US university credibility questioned after court documents show it was paid to hack Tor network
Court documents have confirmed that the US government funded research by Carnegie Mellon University (CMU) in order to hack Tor.
The row began last November when Tor alleged that FBI had paid “at least $1m (£675,000)” to researchers at Carnegie Mellon university in Pittsburgh. Tor made reference to an attack by the FBI in late 2014 which took down dozens of Tor sites, including the drug selling website Silk Road 2.
But CMU denied the Tor allegation that the FBI had outsourced a cyber attack in return for cash payment, and pointed to “a number of inaccurate media reports”.

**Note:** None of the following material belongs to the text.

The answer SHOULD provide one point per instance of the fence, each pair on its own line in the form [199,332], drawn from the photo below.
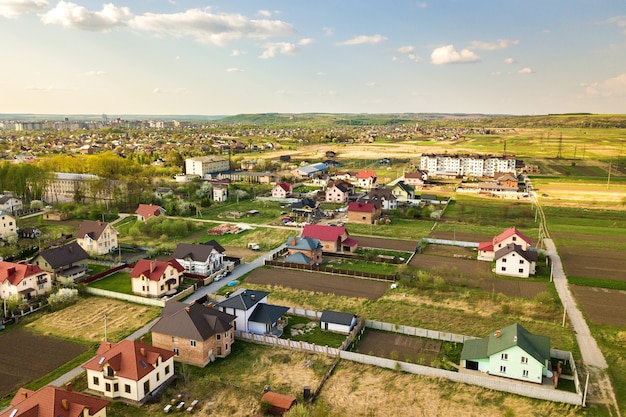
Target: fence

It did admit at the time that its Software Engineering Institute was federally funded in order to research and identify vulnerabilities in software and computing networks.
And now court documents have proved that CMU was actually funded by the US Department of Defence, to try and identify users of the service.
The court documents confirm that two researchers at CMU’s Software Engineering Institute (SEI) were able to hack into Tor to unmask its users. The FBI then subpoenaed some of the resulting information, including the home IP address of a user (Brian Farrell), alleged to be on the staff of Silk Road 2.
Farrell is denying helping run Silk Road 2, which sold drugs via Tor. His trial begins in April.
The court documents actually came to light in the Silk Road 2 court case, and confirmed that Carnegie Mellon was behind the attack, and that the resulting information gained in the attack was accessed by the FBI via subpoena.
But it is unclear at this time exactly how the FBI knew that CMU had successfully hacked into Tor in the first place. For its part Carnegie Mellon is standing behind its statement made in late November, according to the Guardian newspaper.
The university certainly seems to have trodden a fine line as its statement is technically right, but there is little doubt that CMU researchers were paid by the US government to unmask Tor users.
The Tor Project meanwhile has condemned the decision by the US judge in the Silk Road 2 case, and also the role of Carnegie Mellon University in the matter.
“We read with dismay the Western Washington District Court’s Order on Defendant’s Motion to Compel issued on February 23, 2016, in U.S. v. Farrell,” blogged the Tor Project. “The Court held “Tor users clearly lack a reasonable expectation of privacy in their IP addresses while using the Tor network.” It is clear that the court does not understand how the Tor network works.”
The entire purpose of the network is to enable users to communicate privately and securely,” said Tor. “The Tor network is secure and has only rarely been compromised. The Software Engineering Institute (“SEI”) of Carnegie Mellon University (CMU) compromised the network in early 2014 by operating relays and tampering with user traffic. That vulnerability, like all other vulnerabilities, was patched as soon as we learned about it.”
The Tor network whilst offering web users anonymity, is also widely used for criminal purposes, such as operating contraband websites. And it is increasingly being used by attackers to hide their identities as they scan for vulnerabilities or carry out attacks.
Last August IBM recommended that system administrators ban access to the network, as it was increasingly used as the point of origin of attacks on public- and private-sector organisations.